When my babe was finally outside the womb longer than she was inside
Motherhood. Gosh, that word means so many things. My journey with motherhood won’t be the same as yours or the same as anyone else’s for that matter.
I wanted to be a mother so badly. As long as I can remember I’ve known I wanted four beautiful children. I wanted to create memories with them and give them the same kind of experiences that my parents gave me. I started making big family plans from a young age.
When Dan and I decided it was time to grow our family, I was so excited. I won’t lie, it took longer than I thought (as in, it took longer than the first month of trying) and it devastated me. The longer it took, the more my stress levels rose. What if I can’t have kids? Was a question I asked myself DAILY. I imagine so many women go through this stage. We just expect God to give us what we want because we’ve decided we’re ready for it. In our case, even though I thought we were ready, God knew we needed a little more time.
It happened when we least expected it; after a doctors appointment that promised more tests and a little longer of trying. It was the best day of my life and I’ll never forget that feeling of seeing two pink lines.
From the moment I saw those two pink lines, I was a mother.
In hindsight, pregnancy flew by; but in the moment? It was the LONGEST 9 months of my life! Between morning sickness, bad sleep, and swelling; it wasn’t my favorite season of life that’s for sure! But it’s true what they say, the MOMENT you lay eyes on your babe- it’s ALL worth it.
My best friends and family would say that motherhood came naturally to me; and I don’t disagree with that. I was blessed with being able to breastfeed and pump with no problems. She is a wonderful baby and an amazing sleeper which helps a TON.
However, my journey hasn’t been entirely struggle free. My struggles weren’t with motherhood but were with TIME. Time was and IS going by TOO FAST. Once Penelope hit 7 months, I started to struggle a little more. I wasn’t depressed, but I was sad. I watched her learn something new EVERYDAY. It was amazing. I would watch her crawl over to me and pull herself up on my leg. I’d smile down at her, and then start to tear up. How is she doing that already? Oh my goodness! She couldn’t do that yesterday!

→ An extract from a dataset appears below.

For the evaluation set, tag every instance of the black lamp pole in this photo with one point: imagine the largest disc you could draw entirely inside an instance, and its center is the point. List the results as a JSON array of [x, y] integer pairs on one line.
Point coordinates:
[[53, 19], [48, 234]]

Then she started sleeping through the night. Most people would get excited about this milestone, and I did too in a sense, but it meant I was nursing her less. The dropping of night feedings for me was emotional turmoil. I can’t explain the bond that breastfeeding creates and I can’t explain the hole that is left when it weans out of your life but let me tell you this, it will rock your world. For about a week, right before I would go to bed, I was hit with a wall of emotion and hysterical crying. My husband did the best he could to comfort me but it’s hard for someone to understand the emotional connection when they haven’t experienced it themselves. As with everything, time helps heal, but it was from that experience that I realized from now on, she’s going to need me less and less. The craziest part?! The sadness I feel of her needing me less and less is paired with the excitement and pride of watching her grow and accomplish more on her own! Talk about a whirlwind of emotions!
In my short time of being a mom I’ve realized that the circle of life is amazing. Becoming a mother has made me appreciate and understand my parents so much more. It helps you understand why they hold on tight even when you think you’re ready to fly. I tell people all the time now, I always knew my parents loved me, but once I became a mother, I realized how MUCH they love me.
I can’t wait to continue on this journey. Even though I’m sad about how fast it’s going by, I’m still SO IN LOVE with the whole experience. Don’t worry, I’ll fill you in on this ride every now and then. Afterall, it’s just beginning!